Già nel mese di aprile le società scientifiche di ginecologia ed ostetricia si erano esposte in tal senso: sia il presidente di Sigo (Società Italiana di Ginecologia ed Ostetricia) sia il presidente di Augui (Associazione Ginecologi Universitari Italiani), manifestavano perplessità circa il ricorso al tradizionale aborto chirurgico poiché quest’ultimo esige numerosi accessi ambulatoriali, non solo per certificazione e datazione, ma anche per le indagini pre-operatorie oltre all’accesso per l’esecuzione della procedura, esponendo quindi la donna ad un numero eccessivo di contatti con le strutture sanitarie, che sicuramente non contribuiscono alla riduzione del rischio di contagio del Coronavirus.

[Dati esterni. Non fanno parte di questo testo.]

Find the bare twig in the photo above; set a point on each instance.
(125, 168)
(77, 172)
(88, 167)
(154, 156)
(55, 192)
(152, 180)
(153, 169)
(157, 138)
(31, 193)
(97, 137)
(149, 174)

Peraltro, secondo i due esponenti di detti organi scientifici, le maggiori difficoltà che le donne incontrano nell’accesso ai servizi di interruzione volontaria di gravidanza, rischiano di determinare il superamento dei limiti temporali previsti dalla legge 194, comportando, altresì, un rischio maggiore per le donne che vivono in condizioni di alta marginalità e vulnerabilità, quali violenza domestica, condizioni precarie di salute o positività al Covid-19.

In buona sostanza, i surrichiamati enti di ostetricia e ginecologia prediligevano già prima delle linee di nuovo conio l’Ivg di tipo farmacologico in luogo di quello chirurgico, favorendo, senza remore, una maggiore diffusione di una procedura che- stando ai dati- fino ad ora ha avuto un ruolo marginale.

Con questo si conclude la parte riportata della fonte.